The XX Factor

Is Megan Fox a Lesser Jayne Mansfield?

In this Sunday’s New York Times Magazine , Lynn Hirschberg pens an intimate look at the behind-the-scenes identity of bombshell actress Megan Fox . And this time Fox’s habitual loggorhea doesn’t take the form of bizarre, highly quotable sound bytes: She doesn’t wax on about her love affair with a stripper named Nikita, or how her Transformers clothing always smelled like farts, or how she thinks she looks like the tranny doppelganger of Alan Alda. Instead she tells Hirschberg that her public persona is all an intricate, deliberate act-a form of self-defense against Hollywood’s swallow ‘em, spit ‘em out treatment of its starlets:

I’ve learned that being a celebrity is like being a sacrificial lamb. At some point, no matter how high the pedestal that they put you on, they’re going to tear you down. And I created a character as an offering for the sacrifice. I’m not willing to give my true self up. It’s a testament to my real personality that I would go so far as to make up another personality to give to the world.

Selling oneself, especially as a sex symbol for the mass audience, is not a new Hollywood tactic (though at points it sounds like Fox thinks she’s invented it). After a reporter asked Marilyn Monroe what she wore to bed, she famously responded, “Chanel No. 5,” when the truth was, according to her first husband, she washed her face up to 15 times and slathered on cold cream and Vaseline before hitting the pillow. Fox, of course, peddles a more blunt sexuality than Marilyn did-think the Female Chauvinist Pig Ariel Levy wrote about-adapting a franker pornographic persona, treating herself as an object for mass desire, but also democratically objectifying other Hollywood women.

In her September 2008 GQ cover story , Fox likens herself-and by herself I mean mainly her libido-to a man, “If my mom were to tell me that I’d been born with male and female genitalia and that she had to make a choice, I would believe her.” Repeatedly she’s played into popular hetero-lesbianism by pointing out her desire for women while refuting the status of a lesbian. Olivia Wilde, for example, is so unbearably fuckable, Fox told GQ, that Wilde makes her want to “strangle a mountain ox” with her bare hands. Fox contends that these kinds of myths are necessary to sell herself to the public, though her fearful rejoinder in GQ - “Are you going to push an ‘Is she a lesbian’ angle?”-makes it seem like she easily loses control of her antics.

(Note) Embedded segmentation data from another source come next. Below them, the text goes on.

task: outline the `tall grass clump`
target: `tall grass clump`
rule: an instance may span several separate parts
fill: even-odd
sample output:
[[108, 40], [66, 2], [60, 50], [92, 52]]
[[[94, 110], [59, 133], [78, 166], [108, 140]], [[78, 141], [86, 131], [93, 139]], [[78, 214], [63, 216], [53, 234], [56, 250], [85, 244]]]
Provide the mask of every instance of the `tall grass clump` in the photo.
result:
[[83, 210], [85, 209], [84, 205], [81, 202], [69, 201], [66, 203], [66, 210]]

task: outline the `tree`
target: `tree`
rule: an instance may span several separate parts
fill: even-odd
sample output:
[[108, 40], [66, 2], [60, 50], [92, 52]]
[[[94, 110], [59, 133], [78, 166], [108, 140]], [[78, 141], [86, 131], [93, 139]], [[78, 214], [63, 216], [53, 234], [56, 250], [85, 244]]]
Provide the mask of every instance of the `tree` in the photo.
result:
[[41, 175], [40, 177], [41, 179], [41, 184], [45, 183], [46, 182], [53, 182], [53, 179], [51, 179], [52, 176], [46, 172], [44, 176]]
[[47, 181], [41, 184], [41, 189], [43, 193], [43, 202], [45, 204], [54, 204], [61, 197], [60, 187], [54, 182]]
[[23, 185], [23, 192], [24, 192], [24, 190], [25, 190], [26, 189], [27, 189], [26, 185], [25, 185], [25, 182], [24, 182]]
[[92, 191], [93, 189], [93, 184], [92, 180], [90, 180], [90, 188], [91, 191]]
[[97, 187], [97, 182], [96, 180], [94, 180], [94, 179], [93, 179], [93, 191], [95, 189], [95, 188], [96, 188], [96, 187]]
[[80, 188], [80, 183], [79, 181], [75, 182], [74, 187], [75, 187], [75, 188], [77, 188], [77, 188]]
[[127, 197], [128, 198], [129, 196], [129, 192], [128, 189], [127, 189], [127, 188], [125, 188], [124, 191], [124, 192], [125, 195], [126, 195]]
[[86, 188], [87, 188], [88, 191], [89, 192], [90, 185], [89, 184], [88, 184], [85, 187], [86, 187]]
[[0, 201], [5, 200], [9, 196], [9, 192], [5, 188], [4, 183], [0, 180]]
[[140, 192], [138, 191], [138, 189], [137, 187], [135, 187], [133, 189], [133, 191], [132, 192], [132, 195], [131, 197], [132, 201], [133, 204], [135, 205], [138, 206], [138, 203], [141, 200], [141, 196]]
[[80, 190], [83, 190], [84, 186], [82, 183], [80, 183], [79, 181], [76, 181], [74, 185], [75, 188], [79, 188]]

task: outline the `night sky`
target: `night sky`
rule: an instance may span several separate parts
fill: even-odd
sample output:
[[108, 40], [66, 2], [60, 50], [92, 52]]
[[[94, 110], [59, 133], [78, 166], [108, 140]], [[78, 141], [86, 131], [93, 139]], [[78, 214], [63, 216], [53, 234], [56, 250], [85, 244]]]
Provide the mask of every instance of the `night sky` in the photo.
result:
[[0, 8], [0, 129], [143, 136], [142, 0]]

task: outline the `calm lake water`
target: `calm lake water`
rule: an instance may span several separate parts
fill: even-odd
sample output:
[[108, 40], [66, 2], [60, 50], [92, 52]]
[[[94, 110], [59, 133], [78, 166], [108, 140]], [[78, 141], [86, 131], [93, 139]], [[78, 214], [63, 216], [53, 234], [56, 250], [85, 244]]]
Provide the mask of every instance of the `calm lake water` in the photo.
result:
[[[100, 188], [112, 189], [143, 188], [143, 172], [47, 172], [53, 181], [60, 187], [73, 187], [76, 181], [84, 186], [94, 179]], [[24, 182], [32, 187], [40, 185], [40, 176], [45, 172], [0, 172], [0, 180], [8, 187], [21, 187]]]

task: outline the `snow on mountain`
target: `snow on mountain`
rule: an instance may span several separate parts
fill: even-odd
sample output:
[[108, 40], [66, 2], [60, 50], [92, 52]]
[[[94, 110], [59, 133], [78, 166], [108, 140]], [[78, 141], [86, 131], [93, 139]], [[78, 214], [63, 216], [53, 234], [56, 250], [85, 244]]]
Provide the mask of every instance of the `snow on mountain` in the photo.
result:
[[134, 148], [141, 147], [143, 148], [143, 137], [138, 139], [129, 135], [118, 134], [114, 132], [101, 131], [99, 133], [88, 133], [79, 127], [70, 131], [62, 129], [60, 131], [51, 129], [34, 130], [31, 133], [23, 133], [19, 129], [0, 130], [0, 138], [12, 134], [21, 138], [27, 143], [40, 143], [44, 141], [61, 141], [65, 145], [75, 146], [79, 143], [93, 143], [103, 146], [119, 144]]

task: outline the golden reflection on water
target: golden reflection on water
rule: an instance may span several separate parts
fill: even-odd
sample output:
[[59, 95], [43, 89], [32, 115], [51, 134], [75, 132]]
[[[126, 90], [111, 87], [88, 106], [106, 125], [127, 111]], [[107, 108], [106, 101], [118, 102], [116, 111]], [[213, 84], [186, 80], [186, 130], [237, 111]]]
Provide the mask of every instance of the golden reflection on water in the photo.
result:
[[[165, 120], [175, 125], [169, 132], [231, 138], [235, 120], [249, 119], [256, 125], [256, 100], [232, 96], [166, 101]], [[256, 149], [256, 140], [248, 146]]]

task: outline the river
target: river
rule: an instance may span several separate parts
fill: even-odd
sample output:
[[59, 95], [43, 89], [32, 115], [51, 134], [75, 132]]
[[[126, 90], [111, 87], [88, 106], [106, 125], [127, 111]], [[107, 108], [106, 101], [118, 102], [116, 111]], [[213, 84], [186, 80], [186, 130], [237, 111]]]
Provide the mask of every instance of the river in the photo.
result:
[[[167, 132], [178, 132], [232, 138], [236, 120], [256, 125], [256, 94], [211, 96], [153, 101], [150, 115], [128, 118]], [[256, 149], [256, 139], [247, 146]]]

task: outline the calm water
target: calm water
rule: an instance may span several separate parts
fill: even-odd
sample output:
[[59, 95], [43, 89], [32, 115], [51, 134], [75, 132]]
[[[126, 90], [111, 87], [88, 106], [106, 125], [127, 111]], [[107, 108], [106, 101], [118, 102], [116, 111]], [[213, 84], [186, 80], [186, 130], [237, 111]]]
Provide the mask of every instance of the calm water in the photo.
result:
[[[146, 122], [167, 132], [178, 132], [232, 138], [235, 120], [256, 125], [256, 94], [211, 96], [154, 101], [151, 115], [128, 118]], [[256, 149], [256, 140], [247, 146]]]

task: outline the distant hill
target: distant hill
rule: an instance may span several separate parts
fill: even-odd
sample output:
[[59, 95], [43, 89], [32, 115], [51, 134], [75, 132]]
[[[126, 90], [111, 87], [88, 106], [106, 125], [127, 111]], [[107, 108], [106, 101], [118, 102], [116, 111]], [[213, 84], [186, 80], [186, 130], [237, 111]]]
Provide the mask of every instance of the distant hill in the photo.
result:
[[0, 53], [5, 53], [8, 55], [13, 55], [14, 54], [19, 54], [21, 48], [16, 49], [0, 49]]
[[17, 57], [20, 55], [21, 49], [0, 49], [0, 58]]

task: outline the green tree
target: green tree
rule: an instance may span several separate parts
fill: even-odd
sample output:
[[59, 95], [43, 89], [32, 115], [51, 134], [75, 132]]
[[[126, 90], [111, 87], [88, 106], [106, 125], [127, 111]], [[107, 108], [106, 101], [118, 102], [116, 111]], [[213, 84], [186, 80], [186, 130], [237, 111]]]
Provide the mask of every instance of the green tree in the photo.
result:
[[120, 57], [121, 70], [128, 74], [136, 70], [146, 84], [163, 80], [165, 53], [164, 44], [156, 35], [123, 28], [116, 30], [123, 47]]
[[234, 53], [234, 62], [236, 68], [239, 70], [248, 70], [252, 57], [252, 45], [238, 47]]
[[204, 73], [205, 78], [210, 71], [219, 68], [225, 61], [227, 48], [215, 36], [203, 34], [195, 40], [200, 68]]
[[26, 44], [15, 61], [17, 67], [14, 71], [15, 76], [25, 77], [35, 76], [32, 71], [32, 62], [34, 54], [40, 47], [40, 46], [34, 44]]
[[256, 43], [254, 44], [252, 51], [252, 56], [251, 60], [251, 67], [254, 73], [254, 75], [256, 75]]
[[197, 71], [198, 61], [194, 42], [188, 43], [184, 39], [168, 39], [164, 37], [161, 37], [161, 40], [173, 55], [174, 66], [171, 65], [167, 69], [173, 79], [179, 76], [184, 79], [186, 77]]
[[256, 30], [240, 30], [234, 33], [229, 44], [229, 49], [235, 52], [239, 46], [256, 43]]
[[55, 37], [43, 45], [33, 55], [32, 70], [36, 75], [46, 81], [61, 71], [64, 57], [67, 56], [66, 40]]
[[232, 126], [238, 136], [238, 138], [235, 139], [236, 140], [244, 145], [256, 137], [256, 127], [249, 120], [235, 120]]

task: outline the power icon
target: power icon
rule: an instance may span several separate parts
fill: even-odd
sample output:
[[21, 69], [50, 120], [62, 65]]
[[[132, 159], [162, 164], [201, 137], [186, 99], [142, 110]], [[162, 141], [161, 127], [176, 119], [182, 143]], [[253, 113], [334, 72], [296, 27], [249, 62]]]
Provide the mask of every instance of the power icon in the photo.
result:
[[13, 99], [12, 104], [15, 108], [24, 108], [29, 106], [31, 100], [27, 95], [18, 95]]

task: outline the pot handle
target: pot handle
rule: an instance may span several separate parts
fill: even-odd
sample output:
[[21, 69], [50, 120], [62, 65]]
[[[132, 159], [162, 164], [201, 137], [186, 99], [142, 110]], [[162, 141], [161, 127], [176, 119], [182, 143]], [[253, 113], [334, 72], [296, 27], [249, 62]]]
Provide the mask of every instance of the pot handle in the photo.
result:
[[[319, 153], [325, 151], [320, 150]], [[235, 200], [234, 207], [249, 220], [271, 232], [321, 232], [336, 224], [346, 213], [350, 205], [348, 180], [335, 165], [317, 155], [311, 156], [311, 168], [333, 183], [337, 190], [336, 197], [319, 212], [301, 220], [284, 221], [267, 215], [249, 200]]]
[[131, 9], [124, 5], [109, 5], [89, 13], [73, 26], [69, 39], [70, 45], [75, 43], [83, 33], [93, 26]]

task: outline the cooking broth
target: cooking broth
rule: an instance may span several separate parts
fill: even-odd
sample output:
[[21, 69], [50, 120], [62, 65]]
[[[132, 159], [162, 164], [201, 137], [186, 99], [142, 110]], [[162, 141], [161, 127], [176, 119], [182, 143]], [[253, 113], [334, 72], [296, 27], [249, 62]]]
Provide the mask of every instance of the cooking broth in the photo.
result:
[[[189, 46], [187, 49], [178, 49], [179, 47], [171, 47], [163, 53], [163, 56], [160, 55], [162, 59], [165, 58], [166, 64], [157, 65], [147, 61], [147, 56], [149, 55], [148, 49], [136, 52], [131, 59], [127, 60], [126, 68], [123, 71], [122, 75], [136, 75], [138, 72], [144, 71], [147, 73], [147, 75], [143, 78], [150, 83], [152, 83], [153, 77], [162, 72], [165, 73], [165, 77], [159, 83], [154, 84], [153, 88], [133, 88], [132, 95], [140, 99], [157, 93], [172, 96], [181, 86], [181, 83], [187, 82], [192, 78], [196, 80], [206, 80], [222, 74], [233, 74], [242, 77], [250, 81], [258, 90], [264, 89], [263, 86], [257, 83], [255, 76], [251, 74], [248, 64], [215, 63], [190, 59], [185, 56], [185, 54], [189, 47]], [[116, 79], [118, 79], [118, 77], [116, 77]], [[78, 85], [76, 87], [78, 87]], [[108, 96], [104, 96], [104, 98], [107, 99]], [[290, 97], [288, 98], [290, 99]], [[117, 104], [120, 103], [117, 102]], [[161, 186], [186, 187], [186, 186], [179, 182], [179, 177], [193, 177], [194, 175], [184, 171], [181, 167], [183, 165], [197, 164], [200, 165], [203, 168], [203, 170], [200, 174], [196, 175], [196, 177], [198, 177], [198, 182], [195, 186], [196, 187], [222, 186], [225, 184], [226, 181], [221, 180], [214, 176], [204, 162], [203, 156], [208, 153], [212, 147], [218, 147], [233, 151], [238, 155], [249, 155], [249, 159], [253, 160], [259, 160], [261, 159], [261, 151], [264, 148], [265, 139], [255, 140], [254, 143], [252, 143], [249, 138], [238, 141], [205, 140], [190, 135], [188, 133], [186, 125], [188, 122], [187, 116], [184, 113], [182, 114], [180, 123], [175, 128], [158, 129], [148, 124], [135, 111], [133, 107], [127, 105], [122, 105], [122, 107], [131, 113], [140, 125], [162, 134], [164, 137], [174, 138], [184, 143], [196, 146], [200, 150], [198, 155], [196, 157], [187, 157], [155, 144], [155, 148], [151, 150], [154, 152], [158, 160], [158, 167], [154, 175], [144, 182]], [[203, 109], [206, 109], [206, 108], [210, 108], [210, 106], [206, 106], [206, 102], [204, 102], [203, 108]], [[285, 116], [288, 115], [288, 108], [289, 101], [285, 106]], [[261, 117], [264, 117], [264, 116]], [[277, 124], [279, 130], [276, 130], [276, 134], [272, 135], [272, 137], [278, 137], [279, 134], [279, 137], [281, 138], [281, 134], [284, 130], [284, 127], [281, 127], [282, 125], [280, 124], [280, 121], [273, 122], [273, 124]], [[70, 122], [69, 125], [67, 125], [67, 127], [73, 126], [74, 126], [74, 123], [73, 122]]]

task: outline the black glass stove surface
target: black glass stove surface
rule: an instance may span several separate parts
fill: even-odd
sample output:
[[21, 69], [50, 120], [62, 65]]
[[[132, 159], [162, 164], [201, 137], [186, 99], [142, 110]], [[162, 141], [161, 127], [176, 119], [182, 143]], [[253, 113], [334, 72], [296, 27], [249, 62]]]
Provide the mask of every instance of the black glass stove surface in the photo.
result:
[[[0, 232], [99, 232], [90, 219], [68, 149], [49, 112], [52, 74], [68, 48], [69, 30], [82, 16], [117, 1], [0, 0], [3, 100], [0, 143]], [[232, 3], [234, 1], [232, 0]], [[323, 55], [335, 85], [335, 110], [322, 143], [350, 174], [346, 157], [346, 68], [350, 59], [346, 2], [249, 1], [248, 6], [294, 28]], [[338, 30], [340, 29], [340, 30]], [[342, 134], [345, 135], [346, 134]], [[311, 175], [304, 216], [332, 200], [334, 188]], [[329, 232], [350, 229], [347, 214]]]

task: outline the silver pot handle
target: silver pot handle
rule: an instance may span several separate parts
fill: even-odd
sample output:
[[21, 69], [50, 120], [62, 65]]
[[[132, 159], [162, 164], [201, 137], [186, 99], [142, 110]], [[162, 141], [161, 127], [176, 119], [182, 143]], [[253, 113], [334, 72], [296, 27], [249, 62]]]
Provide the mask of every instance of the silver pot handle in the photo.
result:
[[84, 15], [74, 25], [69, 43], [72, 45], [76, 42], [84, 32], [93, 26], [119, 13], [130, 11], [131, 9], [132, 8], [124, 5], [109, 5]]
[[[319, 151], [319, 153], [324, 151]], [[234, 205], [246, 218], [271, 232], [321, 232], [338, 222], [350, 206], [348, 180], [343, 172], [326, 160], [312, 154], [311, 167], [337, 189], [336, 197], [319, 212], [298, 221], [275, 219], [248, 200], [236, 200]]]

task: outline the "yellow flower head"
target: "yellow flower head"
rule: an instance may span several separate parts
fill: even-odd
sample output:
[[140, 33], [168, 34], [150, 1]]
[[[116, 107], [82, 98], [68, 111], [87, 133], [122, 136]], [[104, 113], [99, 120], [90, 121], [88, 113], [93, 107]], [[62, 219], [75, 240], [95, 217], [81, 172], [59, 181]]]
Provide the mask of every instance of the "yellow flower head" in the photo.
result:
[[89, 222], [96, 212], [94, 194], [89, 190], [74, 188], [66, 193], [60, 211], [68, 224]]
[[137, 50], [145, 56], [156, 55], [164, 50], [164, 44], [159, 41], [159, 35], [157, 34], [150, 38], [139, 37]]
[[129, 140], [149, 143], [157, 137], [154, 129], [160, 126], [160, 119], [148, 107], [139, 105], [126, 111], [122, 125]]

Fox has a tattoo of Marilyn on her right arm, and is duly obsessed with Monroe’s ability to play the game Fox is trying to beat: ”She lived her whole life as a character playing other characters…And that was her defense mechanism.” But rather than likening Fox to a modern day Marilyn, it’s hard not to see the parallels between Fox and 1950s bosomy starlet Jayne Mansfield. Fox positions herself as a lowly Angelina Jolie competitor (emphasis on lowly-even Fox admits she doesn’t know if she has acting talent. To GQ she commented: “I’m not Meryl Streep”), just as Mansfield was always framed against Marilyn’s status as a respected actress. While Monroe took a less-is-more road to sex symbol-dom, Mansfield, like Fox, sold herself to the public through a series of seriously lowbrow stunts. If the 1950s audience had been ready to hear a fictional account of Mansfield’s torrid love affair with a female stripper, I’m sure she would have willingly played the role. Instead, she constantly staged nipple slips, so many that she became reduced in a sense to her breasts-Raymond Strait titled her biography Here They Are, Jayne Mansfield .

This was much to Mansfield’s disappointment. She, after all, boasted an IQ of 163, spoke five languages, and was a proficient pianist and violinist. Like Fox, after selling herself on her looks, Mansfield complained that Hollywood didn’t care about her smarts, “They’re more interested in 41-21-35,” she told reporters. But here’s where the Mansfield/Fox comparison ends-if you’ve seen any of Fox’s movies, it’s pretty apparent that she doesn’t have obvious talents we’re not appreciating. And reading Fox describe her very inauthentic, planned-out persona like it’s anathematic to the rest of her Hollywood cohorts, seems strikingly naïve. Of course actors and actresses don’t present their authentic selves to the public. A recent Onion headline, ” Vince Vaughn Appears On ‘Tonight Show’ To Deceive Country About Latest Film ,” pokes fun at just the expectation that actors are doing something more than peddling their wares. To say that Megan Fox “is a fox,” as the piece begins, is to overstate her talent. She’s simply an actress.